C'est sûrement vrai : l'exploitation des gaz de schistes aujourd'hui met en danger les nappes phréatiques et les populations en surface. Et les mouvements d'opinion attachés au Bien commun et à la santé publique ont certainement raison de s'émouvoir de l'intérêt que suscitent de telles techniques.

famine, écologie, énergie, réservesMais les écologistes sont moins attachés au Bien commun et à la santé publique qu'à leur dogme. Après tout, quelques citoyens en moins, c'est bon pour la planète !

Le problème des gaz de schistes et des réserves importantes d'énergie fossile qu'ils font miroiter, c'est que leur présence fait voler en éclat les sacro-saints modèles que le Club de Rome, ce groupuscule politique issu des multinationales, a mis en place dans les médias et l'esprit des gens depuis le début des années 70.

Souvenez-vous : Les limites de la croissance, le fameux Rapport Meadows aussi appelé La Prospective pour les Nuls, réactualisait les modèles aberrants qui firent le succès de Malthus auprès de l'aristocratie britannique, très versée dans l'eugénisme, au 19e siècle. Les cinq modèles proposés étaient même calculés par ordinateur ; quand on sait l'hystérie journalistique que déclenchait, à l'époque, le mot ordinateur appliqué à n'importe quel domaine des sciences humaines, on imagine sans peine le circus médiatique qui a légitimisé ce torchon malthusien.

On ne peut plus appliquer la méthode concurrentielle pour déterminer la durée de nos réserves en ceci ou en cela, c'est à dire trouver le point de convergence entre la courbe de production et celle de consommation.

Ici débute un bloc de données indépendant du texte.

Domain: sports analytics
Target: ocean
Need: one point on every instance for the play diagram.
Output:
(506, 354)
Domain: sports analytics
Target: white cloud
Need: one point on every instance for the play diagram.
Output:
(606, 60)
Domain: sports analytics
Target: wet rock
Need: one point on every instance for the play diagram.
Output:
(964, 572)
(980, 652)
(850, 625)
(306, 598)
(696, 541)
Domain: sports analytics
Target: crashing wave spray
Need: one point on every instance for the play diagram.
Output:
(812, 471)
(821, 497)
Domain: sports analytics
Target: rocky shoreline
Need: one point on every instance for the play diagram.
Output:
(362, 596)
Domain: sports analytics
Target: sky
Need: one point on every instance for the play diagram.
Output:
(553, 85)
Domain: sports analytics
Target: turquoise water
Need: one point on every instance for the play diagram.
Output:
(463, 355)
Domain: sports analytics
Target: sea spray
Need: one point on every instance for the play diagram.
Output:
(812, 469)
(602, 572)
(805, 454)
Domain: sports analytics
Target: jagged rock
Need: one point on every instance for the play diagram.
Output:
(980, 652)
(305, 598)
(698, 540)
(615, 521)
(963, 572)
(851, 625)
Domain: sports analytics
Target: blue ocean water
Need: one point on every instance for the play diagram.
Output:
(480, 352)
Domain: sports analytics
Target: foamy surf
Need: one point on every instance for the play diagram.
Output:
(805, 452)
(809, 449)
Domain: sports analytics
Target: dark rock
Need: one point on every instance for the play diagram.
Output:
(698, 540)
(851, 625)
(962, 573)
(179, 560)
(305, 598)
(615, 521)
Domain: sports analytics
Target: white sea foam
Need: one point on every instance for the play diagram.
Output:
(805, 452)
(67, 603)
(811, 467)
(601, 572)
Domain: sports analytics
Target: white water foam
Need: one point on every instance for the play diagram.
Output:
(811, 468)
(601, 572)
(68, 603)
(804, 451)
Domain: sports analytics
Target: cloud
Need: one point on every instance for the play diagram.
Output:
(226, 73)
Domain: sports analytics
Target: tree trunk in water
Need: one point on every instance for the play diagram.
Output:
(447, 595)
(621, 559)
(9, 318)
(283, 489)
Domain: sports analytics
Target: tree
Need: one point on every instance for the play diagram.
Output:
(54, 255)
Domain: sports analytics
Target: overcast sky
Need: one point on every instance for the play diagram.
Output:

Continuer à promouvoir "La prospective pour les Nuls" quand on possède un recul de 40 ans n'est même plus de la mauvaise foi.

En effet, ni la courbe de consommation, ni la courbe de production d'une ressource ne suivent un parcourt linéaire ou exponentiel ou géométrique : nous vivons dans un monde où l'être humain produit des découvertes, des bouleversements, des sauts quantitatifs et ne se réduit pas au troupeau bêlant et affamé que l'aristocratie anglaise aimait tant voir dans le livre de Malthus.

Ainsi, chaque fois qu'un saut quantitatif menace, on entend les "idiots utiles" des malthusiens, c'est à dire les écologistes et le troupeau médiatique qui les suit volontiers, on entend donc ces populations hurler au scandale. Ce fut le cas pour l'énergie de fusion qui "menaçait" de pouvoir produire un saut quantitatif en matière d'énergie. C'est le cas pour le MOX qui permet de recycler des déchets de la fission classique pour produire des déchets au cycle plus court. C'est donc aussi le cas des gaz de schistes qui provoquent un saut quantitatif aux Etats-unis, avec des conséquences sanitaires peu enviables.

Or les réserves pétrolières, c'est à dire le pétrole directement exploitable mais non encore exploité représentait 770 milliards de barils à la fin 1985 mais 1200 milliards de barils à la fin de 2005. Et voilà que le Bureau des réserves en pétrole maritime et schistes bitumineux aux Etats-unis évalue les réserves mondiales actuelles à 1600 milliards de barils de pétrole issu de ces nouveaux gisements ! Ce qui figurait jadis sous l'appellation "pétrole non-conventionnel" est devenu, du fait des progrès techniques et de la demande, "pétrole conventionnel". C'est ce genre de discontinuité qui représente, pour les écologistes, une atteinte au dogme.